Respondíanle a todas las preguntas y hasta el piloto conversó con él. Poco más
de dos horas duraría el vuelo. El niño estremecíose en el despegue, alegre de
reírse para sí, comodísimo, en un gesto de hojas al caer. La vida podía rayar a
veces en una verdad extraordinaria. Incluso amarrarse el cinturón volvíase
fuerte agasajo, de protección, y luego otra vez sentido de esperanza: en lo no
sabido, en lo restante. Tal crecer y relajarse — cierto como el acto de
respirar — o de huir por espacio en blanco. El niño.
Y las cosas venían
dulcemente de repente, según una previa armonía, benéfica, de movimientos
concordantes: satisfacciones antes de consciencia de las necesidades. Dábanle
caramelos, chicles, a escoger. Solícito de tan bienhumorado, el tío le enseñaba
cómo reclinar el asiento con sólo presionar una palanca. Su lado era el de la
ventanilla, para el mundo móvil. Pasábanle revistas, a hojear, cuantas
quisiese, y hasta un mapa donde le indicaban los puntos por donde pasaban,
encima de dónde. El niño dejábalas, al cabo, sobre las piernas, y espiaba: las
nubes de amontonada amabilidad, el azul de puro aire, aquella amplia claridad,
la tierra llana en cartográfica visión, dividida entre campos vírgenes y
plantíos, el verde tirando a amarillos y rojos, a pardo y verde; y allende,
abajo, la montaña. Si humanos, pequeñitos, caballos y bueyes — como insectos?

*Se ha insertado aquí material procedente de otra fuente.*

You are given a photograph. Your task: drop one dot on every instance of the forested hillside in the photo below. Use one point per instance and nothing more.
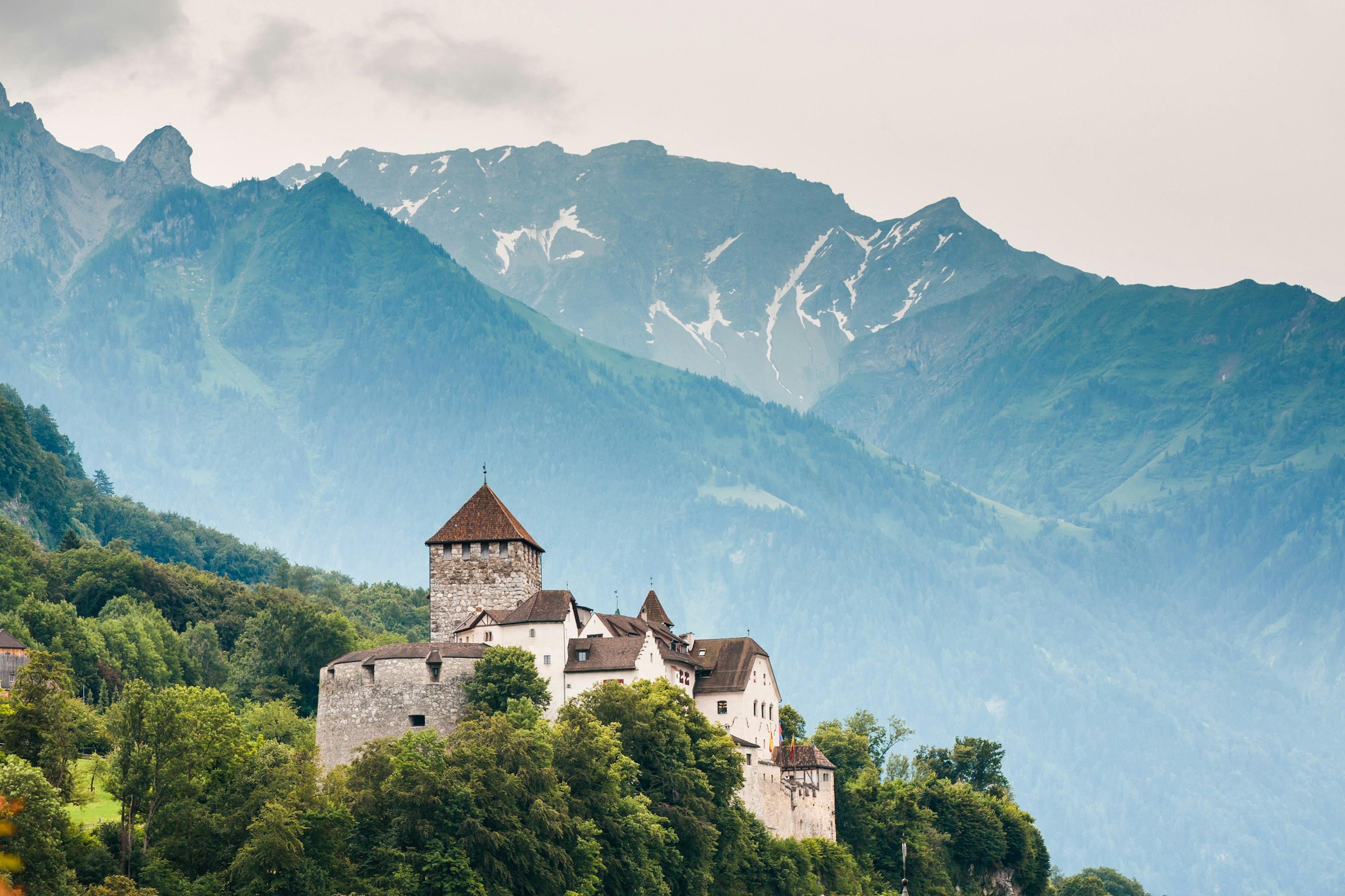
(194, 696)
(304, 370)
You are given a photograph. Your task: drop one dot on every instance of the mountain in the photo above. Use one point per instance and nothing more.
(1066, 396)
(743, 273)
(307, 372)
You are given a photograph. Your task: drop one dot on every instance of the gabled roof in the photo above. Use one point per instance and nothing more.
(653, 611)
(483, 519)
(426, 652)
(479, 618)
(606, 654)
(545, 606)
(730, 661)
(801, 757)
(670, 645)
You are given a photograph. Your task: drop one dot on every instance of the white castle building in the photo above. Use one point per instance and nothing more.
(486, 590)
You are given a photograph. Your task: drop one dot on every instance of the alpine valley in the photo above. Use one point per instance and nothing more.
(933, 474)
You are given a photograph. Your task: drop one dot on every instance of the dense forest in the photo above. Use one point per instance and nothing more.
(181, 691)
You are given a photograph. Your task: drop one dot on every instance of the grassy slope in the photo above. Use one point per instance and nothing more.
(303, 369)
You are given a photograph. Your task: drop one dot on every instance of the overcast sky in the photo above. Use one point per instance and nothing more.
(1188, 143)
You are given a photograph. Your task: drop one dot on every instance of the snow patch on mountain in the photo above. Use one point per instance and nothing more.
(715, 253)
(506, 244)
(773, 311)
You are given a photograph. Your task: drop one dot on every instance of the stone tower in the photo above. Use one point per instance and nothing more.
(482, 557)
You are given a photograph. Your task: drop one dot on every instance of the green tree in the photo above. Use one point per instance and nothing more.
(279, 722)
(504, 674)
(791, 723)
(171, 747)
(284, 645)
(637, 843)
(209, 658)
(1114, 882)
(272, 860)
(140, 644)
(969, 819)
(120, 886)
(689, 770)
(40, 829)
(409, 811)
(1082, 886)
(41, 724)
(973, 760)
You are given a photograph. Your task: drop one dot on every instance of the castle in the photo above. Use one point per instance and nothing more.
(486, 590)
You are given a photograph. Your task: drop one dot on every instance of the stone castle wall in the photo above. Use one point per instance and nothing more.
(356, 707)
(790, 804)
(477, 575)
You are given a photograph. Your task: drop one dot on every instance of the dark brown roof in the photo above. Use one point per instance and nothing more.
(803, 757)
(483, 519)
(413, 652)
(730, 661)
(606, 654)
(670, 645)
(653, 611)
(545, 606)
(479, 618)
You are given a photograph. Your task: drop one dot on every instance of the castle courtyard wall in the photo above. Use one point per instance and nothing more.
(354, 709)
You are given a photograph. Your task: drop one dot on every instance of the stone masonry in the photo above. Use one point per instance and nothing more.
(496, 575)
(389, 691)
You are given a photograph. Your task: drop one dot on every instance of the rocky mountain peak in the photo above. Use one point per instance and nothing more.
(160, 161)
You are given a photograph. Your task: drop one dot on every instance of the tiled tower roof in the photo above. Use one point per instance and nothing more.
(653, 613)
(483, 519)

El niño, ahora, ahorita, vivía; su alegría despedía rayos de toda laya. Volaban
sublimemente. Acomodábase, íntegro, en el suave rumor del avión: el buen
juguete trabajoso. Incluso ni llegó a notar que de hecho tenía ganas de comer,
cuando la tía ya le ofrecía un sandwich. Y el tío le prometía lo mucho que iba
a jugar y ver y pasear apenas llegasen. El niño tenía todo de una vez, y ante
la mente, nada. La luz y la amplia, amplísima nube. Llegaban.
II
Ya despuntaba el
alba en tanto. La gran Poesía recién comenzaba a configurarse, en un
semipeladero tropical, claro: difusos aires, mágica monotonía. La pista de
aterrizaje quedaba a corta distancia de la casa — de madera, sobre estacas,
casi penetrando el bosque. El niño veía, vislumbraba. Respiraba mucho. Quería
ver de un modo aún más vívido — tantas cosas nuevas — lo que para sus ojos se
anunciaba. La morada era pequeña; llegábase rápido a la cocina y a lo que no
era exáctamente un quintal, sino abreviado claro, de árboles que no han de
entrar a la casa. Altos, pendían de ellos enredaderas y pequeñas orquídeas
amarillas. ¿Podían salir de ahí indios, jaguares, leones, lobos, cazadores?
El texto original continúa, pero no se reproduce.